Cependant, les communautés Ogale et Bille touchées par les déversements refusent de se taire. Cette année, elles ont poursuivi Shell devant la Cour royale de justice du Royaume-Uni pour exiger que le géant pétrolier nettoie les déversements d’hydrocarbures qui ont détruit leurs moyens de subsistance, leur santé et causé des ravages considérables à l'environnement local. Leur affaire doit passer en jugement en mars 2027.
Tous les regards sur les énergies fossiles
Avec le lancement de la COP 30, l'attention du monde entier se tourne vers les effets dévastateurs des combustibles fossiles, tandis qu'Amnistie internationale appelle les États à s'engager vers leur élimination complète, rapide, équitable et financée et à assurer une transition juste vers une énergie durable pour tous.
« Alors que d'importants déversements d’hydrocarbures n'ont toujours pas été nettoyés, l'histoire des neuf Ogonis est plus pertinente que jamais.
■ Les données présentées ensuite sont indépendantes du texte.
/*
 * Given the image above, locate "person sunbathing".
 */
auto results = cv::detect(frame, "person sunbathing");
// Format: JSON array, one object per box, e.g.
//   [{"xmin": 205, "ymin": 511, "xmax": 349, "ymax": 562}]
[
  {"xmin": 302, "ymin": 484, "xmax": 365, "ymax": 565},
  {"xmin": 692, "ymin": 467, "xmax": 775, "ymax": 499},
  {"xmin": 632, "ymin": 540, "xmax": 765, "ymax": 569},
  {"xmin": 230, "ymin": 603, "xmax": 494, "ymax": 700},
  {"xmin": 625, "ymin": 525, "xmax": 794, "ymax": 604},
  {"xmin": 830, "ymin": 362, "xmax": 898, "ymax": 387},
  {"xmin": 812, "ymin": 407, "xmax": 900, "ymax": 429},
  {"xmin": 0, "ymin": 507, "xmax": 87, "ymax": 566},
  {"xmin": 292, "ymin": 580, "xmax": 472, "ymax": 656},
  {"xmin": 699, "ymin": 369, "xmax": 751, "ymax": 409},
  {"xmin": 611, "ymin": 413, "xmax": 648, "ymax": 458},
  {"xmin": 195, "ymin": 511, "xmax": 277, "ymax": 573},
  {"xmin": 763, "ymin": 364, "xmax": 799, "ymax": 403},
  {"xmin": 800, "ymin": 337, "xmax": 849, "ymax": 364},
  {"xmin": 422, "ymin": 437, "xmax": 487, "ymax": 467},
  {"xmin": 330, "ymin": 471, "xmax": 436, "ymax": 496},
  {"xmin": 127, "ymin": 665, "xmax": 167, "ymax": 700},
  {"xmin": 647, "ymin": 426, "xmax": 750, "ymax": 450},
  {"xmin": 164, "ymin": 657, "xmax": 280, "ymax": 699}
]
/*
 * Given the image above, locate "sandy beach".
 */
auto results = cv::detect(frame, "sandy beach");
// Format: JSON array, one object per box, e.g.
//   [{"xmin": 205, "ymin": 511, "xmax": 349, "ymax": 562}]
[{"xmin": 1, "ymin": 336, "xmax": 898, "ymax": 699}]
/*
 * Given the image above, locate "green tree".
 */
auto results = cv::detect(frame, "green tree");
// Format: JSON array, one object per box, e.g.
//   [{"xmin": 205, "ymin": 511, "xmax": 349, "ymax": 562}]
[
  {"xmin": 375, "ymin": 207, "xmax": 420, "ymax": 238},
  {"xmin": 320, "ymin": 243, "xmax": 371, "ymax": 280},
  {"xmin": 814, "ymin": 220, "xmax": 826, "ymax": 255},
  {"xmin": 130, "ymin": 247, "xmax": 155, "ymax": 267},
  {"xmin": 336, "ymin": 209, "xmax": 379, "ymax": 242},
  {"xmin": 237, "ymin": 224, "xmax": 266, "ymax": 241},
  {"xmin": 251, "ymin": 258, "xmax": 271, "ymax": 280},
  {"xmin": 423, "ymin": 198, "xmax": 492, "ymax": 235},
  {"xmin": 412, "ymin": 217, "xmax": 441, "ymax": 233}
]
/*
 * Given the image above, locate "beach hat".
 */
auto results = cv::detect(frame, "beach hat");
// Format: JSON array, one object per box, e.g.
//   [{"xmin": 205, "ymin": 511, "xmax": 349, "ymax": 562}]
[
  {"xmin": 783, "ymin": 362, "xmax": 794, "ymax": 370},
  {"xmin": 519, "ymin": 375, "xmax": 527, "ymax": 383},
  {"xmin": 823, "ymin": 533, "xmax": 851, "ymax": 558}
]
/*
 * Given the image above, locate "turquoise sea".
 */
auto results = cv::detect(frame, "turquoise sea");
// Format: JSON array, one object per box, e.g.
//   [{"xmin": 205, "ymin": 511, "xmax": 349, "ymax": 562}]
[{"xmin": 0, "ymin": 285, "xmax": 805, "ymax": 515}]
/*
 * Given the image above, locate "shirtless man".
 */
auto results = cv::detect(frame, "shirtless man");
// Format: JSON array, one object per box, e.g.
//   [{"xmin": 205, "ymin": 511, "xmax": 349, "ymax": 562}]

Leur combat se poursuit et ils ne seront pas oubliés, pas plus que le sort de nombreux militants qui continuent de défendre l'environnement, a déclaré Isa Sanusi.
« Alors que nous célébrons le 30e anniversaire de ces exécutions, nous espérons que les populations locales au Nigeria auront l'espace, le temps et la dignité nécessaires pour organiser des événements commémoratifs en l'honneur des neuf Ogonis, sans être harcelées par les autorités. »
Le 12 novembre, Amnistie internationale publiera un nouveau rapport intitulé Extraction Extinction: Why the life cycle of fossil fuels threatens life, nature, and human rights, consacré aux défenseurs des droits environnementaux ; il comporte une dédicace aux neuf Ogonis et une étude de cas complète sur la pollution pétrolière dans le delta du Niger.
Amnistie internationale demande à Shell de mener des consultations sérieuses avec les populations concernées sur ses projets de désengagement. Indépendamment de tout désinvestissement opérationnel et dans le cadre de cette consultation, Shell doit présenter un plan complet de remise en état, comprenant des informations détaillées sur toutes les opérations de nettoyage achevées et en cours dans ses zones d’activité, ainsi qu’une indemnisation adéquate pour les préjudices graves et durables infligés aux habitant·e·s du fait de ses activités dans le delta du Niger. Tous ces projets et processus doivent être conformes aux normes internationales et au droit international relatifs aux droits humains.
Complément d’information
Les « neuf Ogonis », menés par le défenseur de l’environnement et écrivain Ken Saro-Wiwa, étaient Barinem Kiobel, John Kpuinen, Baribor Bera, Felix Nuate, Paul Levula, Saturday Dobee, Nordu Eawo et Daniel Gbokoo. Ils ont été exécutés à l’issue d’un procès d’une iniquité flagrante le 10 novembre 1995. Accusés à tort de participation à un meurtre, ces hommes ont en fait été jugés pour avoir dénoncé l’impact dévastateur de la production pétrolière de Shell dans la région du pays Ogoni, dans le delta du Niger.
Amnistie internationale a publié de nombreux rapports faisant état de l’impact négatif des activités de Shell sur les habitant·e·s du Nigeria.